The slow progress is likely also due to unexpected resistance to the plan. Worried citizens in neighboring Germany have already asked their government to close the border following the legalization of cannabis in Luxembourg. A provision in the proposed law prohibiting the sale of cannabis to non-Luxembourgers has done little to ease the concerns; around 200,000 foreigners commute daily to work in the Grand Duchy, which has a population of 614,000.
The rules under discussion reportedly will limit cannabis use to the private sphere; public consumption will remain off-limits. Private hemp cultivation will also be forbidden. According to the government, farmers interested in the crop can apply for licenses. The tax earnings from cultivation and a marketing chain will be spent on the prevention of drug abuse. The planned regulation is also likely to limit concentrations of THC, a provision that some say may drive consumers back to illicit sources. Critics fear that these and other provisions will dilute the rules to the extent that “liberalization” may end up being very similar to the current prohibition.
Careful regulation needed
Luxembourg legalized cannabis for medical use in 2018, albeit within strict limits. Only patients who are terminally ill can get cannabis prescriptions. Prescribing doctors are required to undergo training by the Ministry of Health. According Tageblatt, a local German language newspaper, demand has been higher than expected: 270 patients were given cannabis between February and June 2019, which in July prompted the government to advise authorized doctors not to treat new patients with medicinal cannabis until October.

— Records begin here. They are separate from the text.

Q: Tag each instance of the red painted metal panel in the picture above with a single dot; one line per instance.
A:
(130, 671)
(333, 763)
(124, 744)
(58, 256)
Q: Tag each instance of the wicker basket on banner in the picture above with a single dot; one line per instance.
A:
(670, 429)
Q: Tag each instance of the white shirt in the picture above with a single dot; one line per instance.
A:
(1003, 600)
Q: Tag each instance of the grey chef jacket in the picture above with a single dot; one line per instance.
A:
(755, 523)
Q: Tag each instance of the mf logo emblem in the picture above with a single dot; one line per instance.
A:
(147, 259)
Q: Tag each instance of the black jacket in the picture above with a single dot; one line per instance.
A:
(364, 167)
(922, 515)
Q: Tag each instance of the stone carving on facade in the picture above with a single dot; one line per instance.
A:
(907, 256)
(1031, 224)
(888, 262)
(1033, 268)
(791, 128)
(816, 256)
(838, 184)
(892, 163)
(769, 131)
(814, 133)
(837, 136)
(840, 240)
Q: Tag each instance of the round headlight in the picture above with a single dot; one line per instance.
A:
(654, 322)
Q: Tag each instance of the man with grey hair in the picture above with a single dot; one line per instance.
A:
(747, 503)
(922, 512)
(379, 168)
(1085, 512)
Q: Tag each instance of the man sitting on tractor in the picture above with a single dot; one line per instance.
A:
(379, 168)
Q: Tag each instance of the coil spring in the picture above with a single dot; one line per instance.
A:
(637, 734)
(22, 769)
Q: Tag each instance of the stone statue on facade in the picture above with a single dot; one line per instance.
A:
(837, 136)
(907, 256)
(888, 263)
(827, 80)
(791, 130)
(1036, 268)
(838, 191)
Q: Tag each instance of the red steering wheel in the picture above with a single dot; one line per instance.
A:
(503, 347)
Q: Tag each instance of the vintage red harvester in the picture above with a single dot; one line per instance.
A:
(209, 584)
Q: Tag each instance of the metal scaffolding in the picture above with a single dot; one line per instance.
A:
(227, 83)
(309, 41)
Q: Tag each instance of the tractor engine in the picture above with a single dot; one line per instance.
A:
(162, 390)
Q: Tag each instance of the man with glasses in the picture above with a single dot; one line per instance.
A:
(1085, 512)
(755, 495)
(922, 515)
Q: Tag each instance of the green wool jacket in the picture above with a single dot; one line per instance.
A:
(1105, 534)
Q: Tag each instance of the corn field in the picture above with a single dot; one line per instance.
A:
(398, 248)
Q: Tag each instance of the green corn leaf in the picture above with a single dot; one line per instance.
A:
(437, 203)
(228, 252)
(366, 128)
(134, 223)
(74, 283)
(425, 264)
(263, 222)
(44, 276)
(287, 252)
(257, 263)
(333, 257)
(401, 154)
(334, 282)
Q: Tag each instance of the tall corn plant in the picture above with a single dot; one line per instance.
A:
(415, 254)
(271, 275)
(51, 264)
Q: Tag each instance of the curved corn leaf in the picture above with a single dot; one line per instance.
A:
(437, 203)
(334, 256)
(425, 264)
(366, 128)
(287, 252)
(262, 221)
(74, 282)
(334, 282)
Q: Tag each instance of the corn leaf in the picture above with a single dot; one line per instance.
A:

The market for cannabidiol (CBD), the nonpsychotropic ingredient of the cannabis plant, has grown in recent years. Meanwhile, CBD oils, creams or tea are sold in around 35 shops across the country. After the government announced its legalization plan, the shops were set up by entrepreneurs hoping to one day turn them into “coffee shops” similar to those in the Netherlands. Pharmacies are not allowed to sell CBD products. While the sale of cannabis flowers is permitted, use of the substance in cosmetics is not. As a nutrition supplement, concentrated CBD in January 2019 was defined as a “novel food” that is required to pass an approval procedure.
As long as their THC content is below 0.3 percent, CBD products are legal. Since Dec. 1, they have been subject to tobacco taxation, meaning that an excise duty of 33.15 percent as well as 17 percent VAT is added to the price of each gram. The measure is anticipated to dampen demand and shutter many CBD shops.
The cultivation of industrial hemp has been legal in Luxembourg since 1994. It plays an important role in the food industry, the construction sector and the garment business. After the legalization, cannabis will present famers with a potential new source of income and an opportunity for agricultural diversification. Taking Canada as an example, Luxembourg’s government hopes for a similar “green rush.”
In October 2018, Canada fully legalized marijuana. As of July 2019, cannabis had contributed $8.26 billion to the Canadian economy, according to Bloomberg. Jobs in the sector nearly quadrupled to 9,200 jobs during that period.
Looking at experience with cannabis legalization in Canada and the Netherlands, Luxembourg’s regulators should, however, also consider other factors. While after more than a year into legalization, Canada’s producers nearly produce enough legal cannabis to meet annual demand, it appears that their products are not what consumers are looking for. With the THC content of legal products limited, some consumers are still buying from illicit sources. As a result, Canada’s black market still thrives—an unintended consequence that Luxembourg hopefully will be able to avoid.